If you have a performance problem because your locks are contended all the time then fix that problem by changing your threading architecture rather than trying to do dangerous and foolish things like low-lock code. No one writes low-lock code correctly except for a handful of experts. (I am not one of them; I don't write low-lock code either.)
Even if the list is resized when it is being indexed, I am only accessing an item that already exists, so it does not matter whether it is read from the old array or the new array.
That's the wrong way to think about it. The right way to think about it is:
If the list is resized then the list's internal data structures are being mutated. It is possible that the internal data structure is mutated into an inconsistent form halfway through the mutation, that will be made consistent by the time the mutation is finished. Therefore my reader can see this inconsistent state from another thread, which makes the behaviour of my entire program unpredictable. It could crash, it could go into an infinite loop, it could corrupt other data structures, I don't know, because I'm running code that assumes a consistent state in a world with inconsistent state.
Big edit
The ConcurrentQueue is only safe with regard to the Enqueue(T) and T Dequeue() operations.

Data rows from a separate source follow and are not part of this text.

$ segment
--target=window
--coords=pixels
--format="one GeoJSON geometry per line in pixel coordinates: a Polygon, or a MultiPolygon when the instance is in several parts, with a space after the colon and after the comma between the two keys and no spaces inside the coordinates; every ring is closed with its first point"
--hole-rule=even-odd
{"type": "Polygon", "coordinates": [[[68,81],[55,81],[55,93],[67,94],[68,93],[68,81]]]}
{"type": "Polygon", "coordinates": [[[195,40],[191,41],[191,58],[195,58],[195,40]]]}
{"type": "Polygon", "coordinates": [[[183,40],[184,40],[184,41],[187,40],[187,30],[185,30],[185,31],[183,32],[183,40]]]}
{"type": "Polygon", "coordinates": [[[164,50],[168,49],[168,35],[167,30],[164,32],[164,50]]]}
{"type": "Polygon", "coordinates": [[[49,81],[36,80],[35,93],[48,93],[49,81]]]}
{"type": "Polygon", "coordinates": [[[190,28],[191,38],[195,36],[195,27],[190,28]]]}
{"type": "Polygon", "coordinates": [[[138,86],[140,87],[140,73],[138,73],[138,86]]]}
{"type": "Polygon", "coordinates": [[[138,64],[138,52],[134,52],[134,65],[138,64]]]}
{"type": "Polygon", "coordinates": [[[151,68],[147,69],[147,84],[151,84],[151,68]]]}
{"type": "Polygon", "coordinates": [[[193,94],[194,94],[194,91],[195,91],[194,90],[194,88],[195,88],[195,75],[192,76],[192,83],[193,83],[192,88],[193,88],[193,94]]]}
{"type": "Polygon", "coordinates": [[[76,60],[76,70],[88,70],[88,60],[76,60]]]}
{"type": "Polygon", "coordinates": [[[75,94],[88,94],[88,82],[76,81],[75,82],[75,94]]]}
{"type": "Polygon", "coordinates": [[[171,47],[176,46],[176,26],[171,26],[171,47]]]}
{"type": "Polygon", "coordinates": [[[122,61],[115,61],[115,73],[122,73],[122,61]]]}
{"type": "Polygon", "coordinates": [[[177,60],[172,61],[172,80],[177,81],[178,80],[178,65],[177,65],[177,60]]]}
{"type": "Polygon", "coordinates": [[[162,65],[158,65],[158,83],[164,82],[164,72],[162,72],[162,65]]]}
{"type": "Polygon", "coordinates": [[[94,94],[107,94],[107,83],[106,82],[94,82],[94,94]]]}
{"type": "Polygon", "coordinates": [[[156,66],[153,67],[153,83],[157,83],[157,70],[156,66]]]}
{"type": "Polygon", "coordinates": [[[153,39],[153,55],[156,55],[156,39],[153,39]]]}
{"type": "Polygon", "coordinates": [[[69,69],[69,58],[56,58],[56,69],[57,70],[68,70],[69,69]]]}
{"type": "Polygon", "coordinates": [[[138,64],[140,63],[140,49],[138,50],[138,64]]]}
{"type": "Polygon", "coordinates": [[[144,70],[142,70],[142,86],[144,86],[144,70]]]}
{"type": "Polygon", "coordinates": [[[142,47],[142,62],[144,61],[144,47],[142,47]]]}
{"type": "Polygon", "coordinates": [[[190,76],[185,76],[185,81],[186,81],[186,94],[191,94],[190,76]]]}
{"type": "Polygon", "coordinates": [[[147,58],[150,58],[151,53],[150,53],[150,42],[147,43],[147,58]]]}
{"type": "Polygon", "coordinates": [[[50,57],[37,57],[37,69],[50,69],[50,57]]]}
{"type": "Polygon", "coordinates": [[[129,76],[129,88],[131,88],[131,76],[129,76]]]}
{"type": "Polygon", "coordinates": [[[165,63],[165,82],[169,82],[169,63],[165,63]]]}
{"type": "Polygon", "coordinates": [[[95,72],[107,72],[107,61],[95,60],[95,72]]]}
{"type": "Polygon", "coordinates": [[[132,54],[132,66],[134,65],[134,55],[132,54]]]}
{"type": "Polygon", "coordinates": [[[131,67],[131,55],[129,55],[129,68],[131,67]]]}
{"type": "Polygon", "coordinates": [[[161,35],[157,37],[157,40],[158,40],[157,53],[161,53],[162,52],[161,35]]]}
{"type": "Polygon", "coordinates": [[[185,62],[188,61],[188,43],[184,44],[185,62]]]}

You're doing a foreach on it and that doesn't get synchronized at the required level.
The biggest problem in your particular case is the fact the enumerating of the Queue (which is a Collection in it's own right) might throw the wellknown "Collection has been modified" exception. Why is that the biggest problem ? Because you are adding things to the queue after you've added the corresponding objects to the list (there's also a great need for the List to be synchronized but that + the biggest problem get solved with just one "bullet"). While enumerating a collection it is not easy to swallow the fact that another thread is modifying it (even if on a microscopic level the modification is a safe - ConcurrentQueue does just that).
Therefore you absolutely need synchronize the access to the queues (and the central List while you're at it) using another means of synchronization (and by that I mean you can also forget abount ConcurrentQueue and use a simple Queue or even a List since you never Dequeue things).
So just do something like:
public void Writer(object toWrite) {
this.rwLock.EnterWriteLock();
try {
int tailIndex = this.list.Count;
this.list.Add(toWrite);
if (..condition1..)
this.queue1.Enqueue(tailIndex);
if (..condition2..)
this.queue2.Enqueue(tailIndex);
if (..condition3..)
this.queue3.Enqueue(tailIndex);
..etc..
} finally {
this.rwLock.ExitWriteLock();
}
}
and in the AccessItems:
public IEnumerable<object> AccessItems(int queueIndex) {
Queue<object> whichQueue = null;
switch (queueIndex) {
case 1: whichQueue = this.queue1; break;
case 2: whichQueue = this.queue2; break;
case 3: whichQueue = this.queue3; break;
..etc..
default: throw new NotSupportedException("Invalid queue disambiguating params");
}
List<object> results = new List<object>();
this.rwLock.EnterReadLock();
try {
foreach (var index in whichQueue)
results.Add(this.list[index]);
} finally {
this.rwLock.ExitReadLock();
}
return results;
}
And, based on my entire understanding of the cases in which your app accesses the List and the various Queues, it should be 100% safe.
End of big edit
First of all: What is this thing you call Thread-Safe ? by Eric Lippert
In your particular case, I guess the answer is no.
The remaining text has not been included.